For maltose binding protein (MBP) variants, the plasmid was transformed into chemically competent C41(DE3) E. coli cells. 100 mL bacterial cultures were grown in 2xTY medium at 37 °C in the presence of 100 μg/mL ampicillin, and protein expression was induced at an optical density OD₆₀₀ of ~1.0 with 1 mM IPTG for 5 hrs. Cells were harvested by centrifugation at 5000 xg, re-suspended in buffer T200, supplemented with 20 mM imidazole, DNAse, RNaseA, lysozyme (Sigma Aldrich) and protease inhibitors (Roche), and lysed by sonication. The soluble fraction was separated by ultracentrifugation at 40,000 xg and MBP protein variants were purified as described for TG, with a SEC final purification step using a Superdex 200 3.2/300 column.

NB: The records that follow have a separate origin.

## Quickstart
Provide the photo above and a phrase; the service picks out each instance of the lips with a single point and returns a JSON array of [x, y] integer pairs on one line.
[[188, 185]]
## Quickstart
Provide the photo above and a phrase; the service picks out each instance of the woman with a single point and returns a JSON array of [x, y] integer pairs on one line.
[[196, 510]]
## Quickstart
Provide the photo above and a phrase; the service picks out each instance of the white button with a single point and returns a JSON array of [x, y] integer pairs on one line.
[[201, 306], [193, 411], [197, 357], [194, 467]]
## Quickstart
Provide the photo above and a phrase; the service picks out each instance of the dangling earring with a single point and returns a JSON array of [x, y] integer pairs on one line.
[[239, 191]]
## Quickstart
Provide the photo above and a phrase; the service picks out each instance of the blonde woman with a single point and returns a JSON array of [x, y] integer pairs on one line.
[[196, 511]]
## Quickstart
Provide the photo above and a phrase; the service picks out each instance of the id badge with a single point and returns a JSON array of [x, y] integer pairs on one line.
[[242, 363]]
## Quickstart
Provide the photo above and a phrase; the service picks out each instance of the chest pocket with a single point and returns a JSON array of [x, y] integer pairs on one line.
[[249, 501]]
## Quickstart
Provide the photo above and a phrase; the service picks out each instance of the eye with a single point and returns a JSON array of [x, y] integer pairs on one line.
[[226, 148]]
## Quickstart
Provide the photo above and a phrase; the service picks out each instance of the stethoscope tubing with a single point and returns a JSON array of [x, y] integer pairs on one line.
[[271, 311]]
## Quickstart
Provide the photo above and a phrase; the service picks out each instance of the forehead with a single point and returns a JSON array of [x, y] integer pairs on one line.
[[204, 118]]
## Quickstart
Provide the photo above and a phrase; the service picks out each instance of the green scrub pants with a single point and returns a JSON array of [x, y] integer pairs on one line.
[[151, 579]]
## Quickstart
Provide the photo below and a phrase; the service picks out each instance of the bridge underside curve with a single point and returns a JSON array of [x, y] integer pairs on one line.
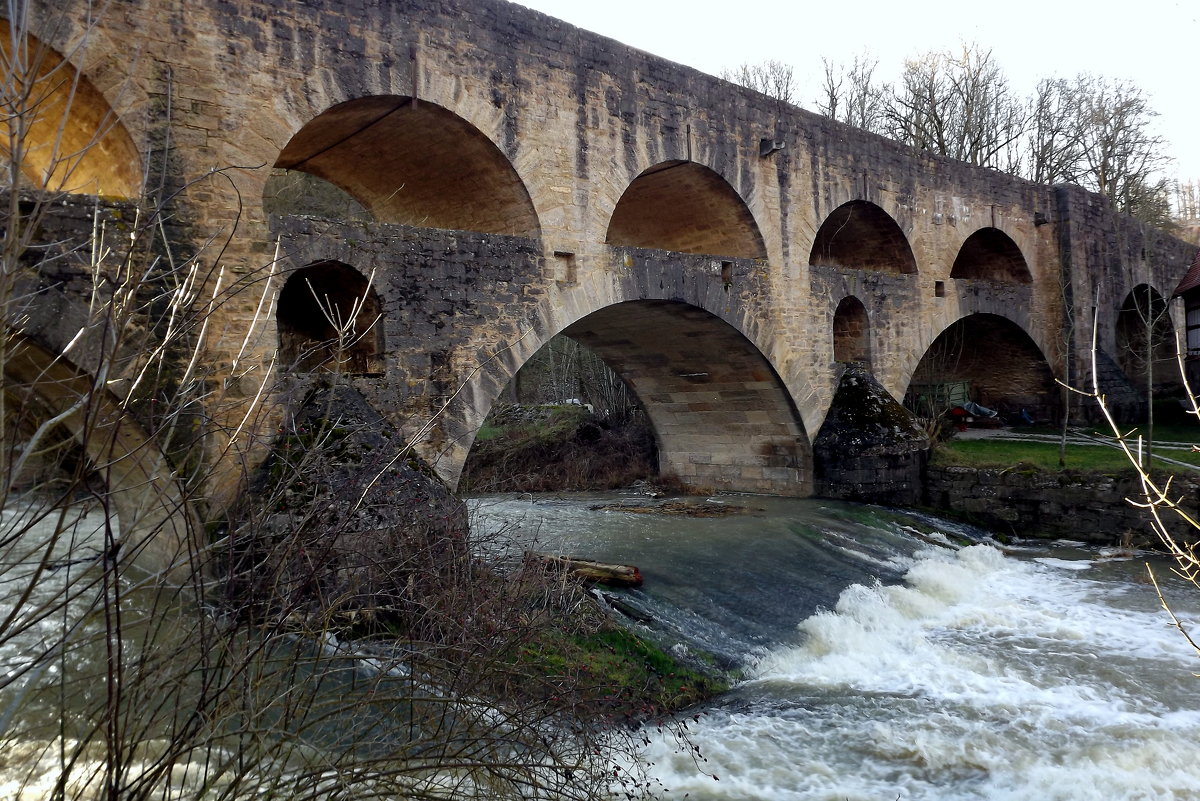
[[156, 527], [720, 414]]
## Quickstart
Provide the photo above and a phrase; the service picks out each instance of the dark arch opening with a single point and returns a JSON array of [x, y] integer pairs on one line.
[[989, 360], [329, 318], [721, 415], [402, 162], [685, 208], [859, 235], [96, 450], [851, 332], [1145, 338], [990, 254], [564, 421], [72, 139]]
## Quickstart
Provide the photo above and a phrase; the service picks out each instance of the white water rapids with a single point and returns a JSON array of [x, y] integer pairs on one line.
[[1039, 675], [875, 666]]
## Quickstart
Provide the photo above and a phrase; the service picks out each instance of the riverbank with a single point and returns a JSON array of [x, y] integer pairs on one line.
[[1009, 482]]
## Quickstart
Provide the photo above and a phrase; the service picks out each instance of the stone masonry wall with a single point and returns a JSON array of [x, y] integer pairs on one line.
[[1031, 504]]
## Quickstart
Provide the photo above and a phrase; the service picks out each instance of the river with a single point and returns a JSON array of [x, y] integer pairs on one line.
[[877, 666]]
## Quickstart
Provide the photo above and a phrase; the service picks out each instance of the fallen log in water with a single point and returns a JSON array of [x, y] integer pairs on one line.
[[592, 571]]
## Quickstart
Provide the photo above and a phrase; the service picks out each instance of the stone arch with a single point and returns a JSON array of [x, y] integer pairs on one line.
[[851, 332], [723, 417], [859, 235], [1146, 335], [330, 318], [407, 161], [991, 254], [688, 208], [157, 527], [73, 142], [987, 359]]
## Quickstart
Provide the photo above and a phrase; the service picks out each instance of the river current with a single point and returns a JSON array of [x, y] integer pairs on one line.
[[877, 666], [880, 658]]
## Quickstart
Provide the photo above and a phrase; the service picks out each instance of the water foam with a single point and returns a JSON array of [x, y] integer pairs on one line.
[[982, 676]]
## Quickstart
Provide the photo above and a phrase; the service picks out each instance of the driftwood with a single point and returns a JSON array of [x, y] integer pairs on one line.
[[673, 507], [592, 571]]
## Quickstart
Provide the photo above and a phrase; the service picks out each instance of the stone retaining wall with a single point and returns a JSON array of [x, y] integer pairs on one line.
[[1089, 507]]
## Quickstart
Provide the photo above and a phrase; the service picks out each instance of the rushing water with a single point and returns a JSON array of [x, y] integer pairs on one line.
[[877, 666]]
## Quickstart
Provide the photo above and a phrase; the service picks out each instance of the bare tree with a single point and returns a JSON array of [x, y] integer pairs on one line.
[[958, 104], [1121, 157], [851, 95], [772, 78]]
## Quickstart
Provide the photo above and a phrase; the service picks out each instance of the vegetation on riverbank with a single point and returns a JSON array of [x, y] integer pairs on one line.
[[1099, 457], [557, 446]]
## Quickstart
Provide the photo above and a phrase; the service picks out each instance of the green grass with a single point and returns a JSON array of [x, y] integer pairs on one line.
[[636, 676], [1187, 432], [1044, 456]]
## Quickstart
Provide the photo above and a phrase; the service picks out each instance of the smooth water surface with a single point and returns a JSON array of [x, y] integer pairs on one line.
[[879, 666]]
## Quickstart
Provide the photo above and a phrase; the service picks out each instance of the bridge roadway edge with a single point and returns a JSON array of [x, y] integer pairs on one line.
[[580, 118]]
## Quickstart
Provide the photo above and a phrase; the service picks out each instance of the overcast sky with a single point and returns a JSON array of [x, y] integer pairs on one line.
[[1156, 43]]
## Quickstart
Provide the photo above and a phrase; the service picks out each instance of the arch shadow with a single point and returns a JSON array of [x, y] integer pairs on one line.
[[402, 161], [991, 254], [851, 332], [721, 416], [989, 360], [687, 208], [859, 235], [329, 318]]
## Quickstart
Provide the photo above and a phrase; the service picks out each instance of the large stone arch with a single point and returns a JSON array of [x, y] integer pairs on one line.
[[157, 525], [721, 415], [411, 162], [1145, 336], [991, 254], [71, 138], [987, 359], [687, 208], [859, 235]]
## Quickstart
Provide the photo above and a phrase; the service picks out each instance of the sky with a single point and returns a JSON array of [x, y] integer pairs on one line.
[[1153, 43]]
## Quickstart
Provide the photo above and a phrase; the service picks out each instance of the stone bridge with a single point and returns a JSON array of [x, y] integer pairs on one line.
[[418, 194]]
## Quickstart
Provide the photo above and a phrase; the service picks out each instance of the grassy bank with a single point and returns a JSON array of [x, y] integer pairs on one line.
[[1080, 457]]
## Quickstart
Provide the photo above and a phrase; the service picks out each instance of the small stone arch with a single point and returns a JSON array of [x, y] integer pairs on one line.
[[157, 527], [851, 332], [401, 161], [991, 254], [1145, 335], [987, 359], [330, 318], [75, 142], [687, 208], [859, 235]]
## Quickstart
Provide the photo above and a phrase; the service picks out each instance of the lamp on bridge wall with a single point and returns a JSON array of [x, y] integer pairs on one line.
[[768, 146]]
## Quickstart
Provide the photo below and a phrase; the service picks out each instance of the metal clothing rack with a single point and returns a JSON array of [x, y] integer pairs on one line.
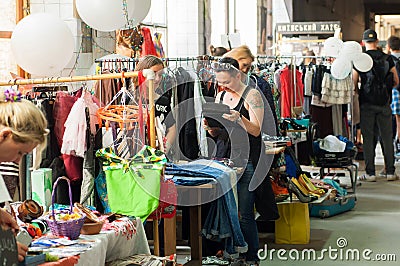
[[166, 59], [149, 74]]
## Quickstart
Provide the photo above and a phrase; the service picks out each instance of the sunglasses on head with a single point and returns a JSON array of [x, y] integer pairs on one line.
[[217, 66]]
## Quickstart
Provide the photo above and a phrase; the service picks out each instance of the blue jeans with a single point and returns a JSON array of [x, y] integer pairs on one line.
[[222, 223], [380, 117], [247, 220]]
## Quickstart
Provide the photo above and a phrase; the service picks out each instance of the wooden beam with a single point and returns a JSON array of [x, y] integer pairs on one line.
[[19, 14], [5, 34]]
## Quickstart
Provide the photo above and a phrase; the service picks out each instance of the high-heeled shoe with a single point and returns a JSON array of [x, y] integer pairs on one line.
[[308, 185], [304, 198]]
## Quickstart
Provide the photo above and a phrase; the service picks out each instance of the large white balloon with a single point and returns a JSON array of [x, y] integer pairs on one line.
[[351, 50], [341, 68], [332, 46], [363, 62], [42, 44]]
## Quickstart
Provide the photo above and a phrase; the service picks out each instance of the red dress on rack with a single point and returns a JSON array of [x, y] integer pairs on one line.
[[288, 90]]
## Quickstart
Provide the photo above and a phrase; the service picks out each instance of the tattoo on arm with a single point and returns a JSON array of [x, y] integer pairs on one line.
[[256, 101]]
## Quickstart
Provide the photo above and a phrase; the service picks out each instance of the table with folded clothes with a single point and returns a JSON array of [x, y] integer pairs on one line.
[[222, 222], [122, 238]]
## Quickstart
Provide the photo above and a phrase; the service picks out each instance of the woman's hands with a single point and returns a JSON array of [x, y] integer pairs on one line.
[[7, 221], [234, 116], [22, 250], [213, 131]]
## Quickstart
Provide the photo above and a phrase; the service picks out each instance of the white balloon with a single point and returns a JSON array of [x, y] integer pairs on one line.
[[351, 49], [341, 68], [104, 15], [140, 10], [42, 44], [332, 46], [363, 62]]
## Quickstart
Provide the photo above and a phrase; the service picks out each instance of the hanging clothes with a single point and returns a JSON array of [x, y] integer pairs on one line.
[[74, 139], [104, 90], [187, 129], [289, 92], [158, 45], [148, 45]]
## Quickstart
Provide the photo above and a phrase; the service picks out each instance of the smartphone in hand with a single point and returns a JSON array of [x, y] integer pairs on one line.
[[24, 238]]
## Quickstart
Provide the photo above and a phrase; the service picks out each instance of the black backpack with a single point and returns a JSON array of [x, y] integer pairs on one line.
[[378, 82], [396, 61]]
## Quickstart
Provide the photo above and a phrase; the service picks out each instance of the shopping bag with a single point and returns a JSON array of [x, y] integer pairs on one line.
[[133, 186], [293, 226], [134, 191]]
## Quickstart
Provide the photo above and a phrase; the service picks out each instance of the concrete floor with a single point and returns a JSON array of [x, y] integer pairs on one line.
[[372, 225]]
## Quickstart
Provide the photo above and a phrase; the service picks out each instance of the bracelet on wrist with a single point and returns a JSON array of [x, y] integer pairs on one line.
[[239, 118]]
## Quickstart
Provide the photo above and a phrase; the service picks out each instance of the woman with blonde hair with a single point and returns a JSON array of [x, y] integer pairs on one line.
[[243, 55], [23, 127]]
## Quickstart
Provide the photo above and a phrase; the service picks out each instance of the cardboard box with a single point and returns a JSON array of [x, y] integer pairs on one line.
[[42, 186]]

For human TPO ectodomain expression in insect cells, bacmids were prepared using DH10EMBacY competent cells (Geneva Biotech) following the Bac-to-Bac Baculovirus Expression System user guide by Invitrogen. Sf9 cells were transfected with FuGENE Transfection reagent (Promega). V₁ virus was used for large-scale protein production in 400 mL, and cells were supplemented with 5-aminolevulinic acid, which is a precursor of the heme prostetic group and has been reported to increase specific activity of TPO³⁰. Four days after infection, cells were harvested via centrifugation (800 xg, and then 10.000, both at 4 °C) and the supernatant was concentrated by tangential flow filtration. The concentrated supernatant was dialysed against PBS, pH 7.4 and TPO was purified by nickel affinity purification (GE Healthcare HisTrap HP, 1 mL column) using as binding buffer PBS plus 20 mM imidazole, pH 7.4 and as elution buffer PBS plus 400 mM imidazole, also at pH 7.4. Relevant fractions were pooled, concentrated by ultrafiltration and TPO was further purified using a Superdex 200 10/300 column (GE Healthcare), pre-equilibrated with PBS, pH 7.4. TPO was concentrated to 1 mg/mL and flash frozen in liquid nitrogen for storage at -80 °C. The heme occupancy of TPO was estimated by measuring the ratio of absorbance at 412 nm and 280 nm which was 0.2, which roughly equates to 20% occupancy³⁰.